Health Minister Hajdu gives COVID update

Create: 05/15/2020 - 03:01

Health Minister Patty Hajdu, pictured at an event in February, recently spoke about the COVID-19 situation in First Nations communities during a May 9 phone interview. Photo by Rick Garrick.

Health Minister Patty Hajdu raised the outbreak of eight cases of COVID-19 in Gull Bay during an update on the health situation in northern Ontario. Six of the cases were resolved by May 9, with two active cases self-isolating in the community.

“Obviously it’s a huge concern with even one case in a First Nation community because we know that First Nations communities have much more fragile health care access and much more fragile health in many cases, so of course it is always worrying,” Hajdu says during a May 7 phone interview. “That particular outbreak is in my riding so I’m keeping my eye on that as well.”

Hajdu, Thunder Bay-Superior MP, adds that she speaks with Gull Bay Chief Wilfred King on a regular basis.

“We have provided Indigenous communities quite a bit of money, each to spend in the way that they prefer and the way that makes sense for them,” Hajdu says. “I’m always working with Gull Bay to understand what their immediate needs are.”

Hajdu says First Nations communities have used their funds in a variety of ways, such as distributing groceries and other essential items to citizens so they don’t have to leave the community.

“Other communities have used very stringent protocols about visitors to the community,” Hajdu says. “The communities are being led by their leadership and the leadership is taking it seriously, which is I think one of the most important factors is the good governance that results in practices being promoted across the region.”

Hajdu says the situation where First Nations people are working on industrial sites located near their communities will have to be watched as the country reopens after the lockdown.

“There is always a challenge when people have more frequent contact with other people from outside their own family or their own community,” Hajdu says. “The key is really making sure people can have access to rapid testing. I know that Gull Bay is working very closely with the (Thunder Bay) District Health Unit. I check in every week with the health unit and the hospital, so they have definitely been working with the community to make sure anybody who has been in close contact has been tested. They’ve got eight cases now and are working to make sure those cases don’t spread.”

Hajdu says the federal government does not provide direct testing but does provide support to the provinces and territories with whatever they need to meet a community’s needs, such as supplies.

“Also, our military stands by to assist if there is any kind of real crises but so far we haven’t had to use any kind of military deployment to manage illness or outbreak in the northern communities,” Hajdu says.

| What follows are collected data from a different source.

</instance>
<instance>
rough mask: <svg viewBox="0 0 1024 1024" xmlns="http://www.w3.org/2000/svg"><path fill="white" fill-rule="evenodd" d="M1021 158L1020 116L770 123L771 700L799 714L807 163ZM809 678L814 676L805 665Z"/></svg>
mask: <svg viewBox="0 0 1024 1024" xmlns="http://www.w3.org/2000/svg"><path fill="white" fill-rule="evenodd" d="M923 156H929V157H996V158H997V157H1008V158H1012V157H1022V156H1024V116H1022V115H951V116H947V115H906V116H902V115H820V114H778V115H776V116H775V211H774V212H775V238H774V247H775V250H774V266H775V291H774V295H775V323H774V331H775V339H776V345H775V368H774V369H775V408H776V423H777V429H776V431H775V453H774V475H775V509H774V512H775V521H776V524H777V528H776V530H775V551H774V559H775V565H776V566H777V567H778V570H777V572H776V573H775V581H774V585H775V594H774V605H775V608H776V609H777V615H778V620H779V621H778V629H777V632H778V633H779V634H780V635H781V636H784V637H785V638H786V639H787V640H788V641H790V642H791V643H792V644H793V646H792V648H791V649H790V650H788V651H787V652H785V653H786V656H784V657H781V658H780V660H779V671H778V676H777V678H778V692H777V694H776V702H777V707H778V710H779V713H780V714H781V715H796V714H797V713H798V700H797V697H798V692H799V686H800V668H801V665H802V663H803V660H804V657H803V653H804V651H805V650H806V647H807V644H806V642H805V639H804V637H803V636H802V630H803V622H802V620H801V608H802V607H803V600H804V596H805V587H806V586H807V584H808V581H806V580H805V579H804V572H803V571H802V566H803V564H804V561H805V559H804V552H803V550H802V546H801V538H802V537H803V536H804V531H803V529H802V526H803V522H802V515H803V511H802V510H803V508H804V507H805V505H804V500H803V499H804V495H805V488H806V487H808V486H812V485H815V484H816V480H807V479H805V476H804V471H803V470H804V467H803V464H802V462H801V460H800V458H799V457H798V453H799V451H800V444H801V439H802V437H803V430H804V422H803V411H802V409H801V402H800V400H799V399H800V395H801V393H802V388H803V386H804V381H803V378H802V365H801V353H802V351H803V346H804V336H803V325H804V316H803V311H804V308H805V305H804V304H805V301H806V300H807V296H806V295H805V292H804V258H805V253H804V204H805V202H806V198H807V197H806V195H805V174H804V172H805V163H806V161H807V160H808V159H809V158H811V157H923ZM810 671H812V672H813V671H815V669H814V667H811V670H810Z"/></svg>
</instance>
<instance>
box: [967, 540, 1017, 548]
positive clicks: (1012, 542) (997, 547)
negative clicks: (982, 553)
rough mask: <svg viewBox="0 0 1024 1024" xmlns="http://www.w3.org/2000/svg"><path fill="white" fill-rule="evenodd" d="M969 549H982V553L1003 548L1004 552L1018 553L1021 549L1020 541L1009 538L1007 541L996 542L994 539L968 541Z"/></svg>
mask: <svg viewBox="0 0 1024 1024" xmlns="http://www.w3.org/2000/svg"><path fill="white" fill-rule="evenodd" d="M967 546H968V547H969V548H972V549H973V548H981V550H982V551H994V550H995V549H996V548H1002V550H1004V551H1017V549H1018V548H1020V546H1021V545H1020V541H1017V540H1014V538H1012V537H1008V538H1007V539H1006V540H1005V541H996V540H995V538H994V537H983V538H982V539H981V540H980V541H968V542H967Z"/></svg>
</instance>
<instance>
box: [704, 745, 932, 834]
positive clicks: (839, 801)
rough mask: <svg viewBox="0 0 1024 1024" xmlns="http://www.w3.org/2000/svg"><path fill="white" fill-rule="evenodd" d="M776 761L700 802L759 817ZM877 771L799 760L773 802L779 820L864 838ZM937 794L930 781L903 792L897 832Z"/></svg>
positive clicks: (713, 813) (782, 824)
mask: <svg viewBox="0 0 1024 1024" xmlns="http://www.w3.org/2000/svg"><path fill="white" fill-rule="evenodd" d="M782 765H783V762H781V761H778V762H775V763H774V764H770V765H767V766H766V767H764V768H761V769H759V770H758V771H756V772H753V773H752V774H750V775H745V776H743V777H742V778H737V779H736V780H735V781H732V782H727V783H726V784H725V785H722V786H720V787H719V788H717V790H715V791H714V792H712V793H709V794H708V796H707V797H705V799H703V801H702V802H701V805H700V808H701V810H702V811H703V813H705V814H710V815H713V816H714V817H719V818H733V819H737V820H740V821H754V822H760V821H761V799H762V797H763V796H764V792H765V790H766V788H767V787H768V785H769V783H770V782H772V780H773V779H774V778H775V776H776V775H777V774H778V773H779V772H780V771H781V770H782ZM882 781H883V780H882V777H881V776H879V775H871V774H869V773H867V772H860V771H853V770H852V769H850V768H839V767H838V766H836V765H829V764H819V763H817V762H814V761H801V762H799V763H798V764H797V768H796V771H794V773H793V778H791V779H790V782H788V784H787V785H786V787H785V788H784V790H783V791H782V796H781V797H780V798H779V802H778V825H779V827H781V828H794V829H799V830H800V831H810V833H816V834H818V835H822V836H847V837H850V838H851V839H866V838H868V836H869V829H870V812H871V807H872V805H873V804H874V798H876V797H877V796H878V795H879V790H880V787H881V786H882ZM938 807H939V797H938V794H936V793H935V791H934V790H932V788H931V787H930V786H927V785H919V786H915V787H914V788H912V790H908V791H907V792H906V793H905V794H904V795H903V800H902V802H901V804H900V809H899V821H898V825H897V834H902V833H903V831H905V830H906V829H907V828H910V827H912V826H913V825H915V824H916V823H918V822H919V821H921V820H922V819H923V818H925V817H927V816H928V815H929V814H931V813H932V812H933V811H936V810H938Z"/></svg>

Hajdu says it is important to realize the COVID-19 global pandemic is a “real wakeup call.”

“We all have to do better to strengthen health care no matter where people live,” Hajdu says. “So as we come out of this pandemic and look to strengthening health care fabric, I think that is going to be the next piece of work — making sure that we have better access to health care no matter you live in Canada.”

Hajdu says there have been pockets of outbreaks in some First Nation communities across the country but the federal government is working to make sure those outbreaks do not become widespread.

“I know (Indigenous Services Canada) Minister Marc Miller meets on a regular basis with his counterparts in Indigenous leadership to make sure they have what they need,” Hajdu says. “We are always working to look at how we make that money flow more quickly. Obviously it’s not just money though, it’s also making sure you have the right processes in place in a community and that you are able to rapidly detect any cases and then isolate and treat them very quickly.”

Hajdu says the federal government is currently working to make sure there is enough capacity to test for COVID-19, enough capacity for access to personal protective equipment for health care workers and other workers and that there is strong guidance for employers about how to protect their staff and their customers.

“Citizens have a really important job,” Hajdu says. “We need to continue our hard work to stay physically distanced from one another, we need to make sure we are washing our hands frequently and that we are absolutely staying home if we are sick.”